Tag Archives: pulseaudio

PulseAudio network transports + Wifi

Now that I have an idea of a cool hardware for listening to music, I’ve been experimenting with pulseaudio network support. Over Wireless.

They are two ways of using pulse for network streaming : RTP and TCP. The first one was a total failure for me (using pulse 1.0). The second, however, was very straightforward to setup and is almost working perfectly. I only get micro-interruptions every 10 seconds. But that’s enough for not being suitable.

First, the upload rate is about 200kb/s, so maybe that’s too much for a cheap wireless card (I’m using the ath9k driver). According to Lennart, the problem is partly due to pulse not compressing streams over the network. One possible solution is to use the CELT codec (from Xiph), which has been designed to produce high fidelity audio with very low latency and power consumption. CELT’s features are the following:

  • Ultra-low latency (typically from 5 to 22.5 ms)
  • Full audio bandwidth (≥20kHz; sample rates from 8 kHz to 48 kHz)
  • A quality/bitrate trade-off competitive with widely used high delay codecs
  • Stereo support
  • Packet loss concealment
  • Constant bit-rates from 32 kbps to 128 kbps and above
  • A fixed-point version of the encoder and decoder (interesting for embedded boards)
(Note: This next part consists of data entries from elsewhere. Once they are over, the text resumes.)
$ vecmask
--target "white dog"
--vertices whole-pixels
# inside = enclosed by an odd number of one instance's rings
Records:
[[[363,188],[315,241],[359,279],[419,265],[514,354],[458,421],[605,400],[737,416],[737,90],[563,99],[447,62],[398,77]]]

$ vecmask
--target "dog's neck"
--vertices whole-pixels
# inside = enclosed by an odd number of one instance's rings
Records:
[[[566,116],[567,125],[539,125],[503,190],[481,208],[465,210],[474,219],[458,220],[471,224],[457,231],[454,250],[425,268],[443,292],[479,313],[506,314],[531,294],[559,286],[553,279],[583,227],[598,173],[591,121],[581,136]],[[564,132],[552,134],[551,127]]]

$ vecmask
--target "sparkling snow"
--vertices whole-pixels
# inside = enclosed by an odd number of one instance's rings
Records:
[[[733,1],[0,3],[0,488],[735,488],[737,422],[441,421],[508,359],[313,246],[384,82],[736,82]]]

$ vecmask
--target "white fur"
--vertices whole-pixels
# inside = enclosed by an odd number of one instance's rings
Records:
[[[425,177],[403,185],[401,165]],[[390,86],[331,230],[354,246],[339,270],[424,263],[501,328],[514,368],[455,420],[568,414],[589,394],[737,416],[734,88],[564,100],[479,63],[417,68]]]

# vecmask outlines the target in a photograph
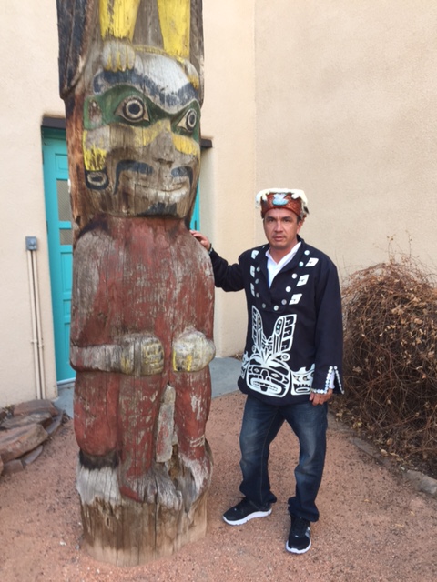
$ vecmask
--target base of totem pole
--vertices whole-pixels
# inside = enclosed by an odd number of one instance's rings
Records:
[[[186,483],[179,481],[184,488]],[[88,470],[79,463],[76,489],[83,547],[96,560],[118,567],[172,556],[206,535],[208,482],[206,486],[191,501],[186,497],[184,502],[179,491],[167,498],[161,496],[164,503],[141,503],[120,495],[115,469]]]
[[[172,556],[205,537],[207,497],[205,493],[188,513],[130,499],[118,507],[98,499],[81,504],[83,547],[94,559],[118,567]]]

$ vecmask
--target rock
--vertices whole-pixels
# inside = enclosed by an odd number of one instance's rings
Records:
[[[37,412],[49,412],[52,416],[56,416],[59,410],[51,400],[29,400],[14,406],[14,416],[29,416]]]
[[[12,418],[6,418],[0,425],[0,430],[5,430],[9,428],[16,428],[17,426],[25,426],[26,425],[37,424],[44,426],[45,424],[50,424],[52,421],[52,415],[47,410],[41,412],[34,412],[27,416],[15,416]]]
[[[30,453],[27,453],[27,455],[21,457],[20,461],[23,463],[25,467],[27,467],[27,465],[30,465],[36,458],[38,458],[38,457],[43,452],[43,449],[44,449],[44,447],[42,445],[40,445],[39,447],[36,447],[36,448],[34,448],[33,451],[30,451]]]
[[[3,475],[12,475],[13,473],[20,473],[21,471],[24,470],[24,465],[23,463],[17,459],[15,458],[12,461],[8,461],[7,463],[5,463],[4,467],[3,467]]]
[[[46,438],[47,432],[38,424],[1,431],[0,457],[5,465],[36,448]]]

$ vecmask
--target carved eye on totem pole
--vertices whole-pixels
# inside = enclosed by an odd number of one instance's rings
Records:
[[[174,59],[137,50],[132,70],[98,70],[82,142],[95,203],[119,216],[185,217],[196,196],[199,122],[192,78]]]

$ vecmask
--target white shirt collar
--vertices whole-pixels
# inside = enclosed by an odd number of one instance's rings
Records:
[[[271,257],[270,249],[268,248],[266,251],[267,256],[267,270],[269,271],[269,286],[271,286],[273,279],[278,275],[278,273],[293,258],[293,256],[298,252],[301,242],[299,242],[297,245],[293,246],[293,248],[287,253],[285,256],[283,256],[279,263]]]

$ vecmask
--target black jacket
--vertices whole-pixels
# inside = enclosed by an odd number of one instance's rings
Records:
[[[269,288],[269,245],[246,251],[229,265],[210,254],[216,286],[244,289],[248,334],[239,387],[274,405],[342,392],[341,297],[337,268],[324,253],[301,242]]]

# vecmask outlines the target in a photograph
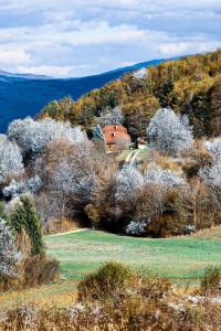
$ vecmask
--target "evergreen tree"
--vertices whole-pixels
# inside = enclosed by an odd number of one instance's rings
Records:
[[[32,254],[43,253],[43,238],[41,221],[36,214],[35,207],[29,196],[20,199],[14,215],[12,216],[12,227],[17,232],[24,229],[30,237]]]

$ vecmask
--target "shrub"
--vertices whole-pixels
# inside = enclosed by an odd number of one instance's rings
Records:
[[[80,300],[104,300],[118,297],[134,278],[129,267],[109,261],[97,271],[90,274],[78,285]]]
[[[221,290],[221,267],[210,266],[204,270],[204,276],[201,281],[201,291],[208,293],[219,290]]]

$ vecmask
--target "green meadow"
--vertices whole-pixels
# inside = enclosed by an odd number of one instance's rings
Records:
[[[135,238],[98,231],[49,236],[49,254],[61,263],[64,279],[81,279],[107,260],[150,270],[173,281],[199,280],[208,265],[221,263],[221,229],[201,236]]]
[[[167,276],[178,286],[199,285],[208,265],[221,265],[221,227],[196,236],[135,238],[99,231],[46,236],[48,253],[61,263],[61,279],[39,288],[0,295],[0,310],[19,302],[71,305],[76,284],[107,260],[122,261],[141,273]]]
Given the random network latencies, I can assume we have around 2ms using a wifi connection, plus pulse and celt, that would be something around 10ms… which would still be pretty ok. Having this would make a close alternative to Apple’s RAOP protocol that uses ALAC. Still, ALAC is lossless while Celt is limited to 128kb. So, FLAC or ALAC itself maybe ? Even if it eats more processing power, for desktop and powerful boards, that would still make sense.

To prevent multiple encodings/decodings, another trick would be to implement a server-side decoding and therefore write module for PA that supports speex, vorbis, etc. But that’s another story.

Second, this could also be a jitter/latency problem. In fact, I’m a bit more convinced this is the real problem. According to Maarten Bosmans, there’s still room for improving these things in the pulse core ; so that’s good news. I don’t understand why my wifi N card, if I’m not doing anything else, wouldn’t be able to keep up with the 200kb/s rate. But that’s only intuition here.

Conclusion: before going further, I’ve to understand first if this is a latency or bandwidth-related problem to pick the right fight.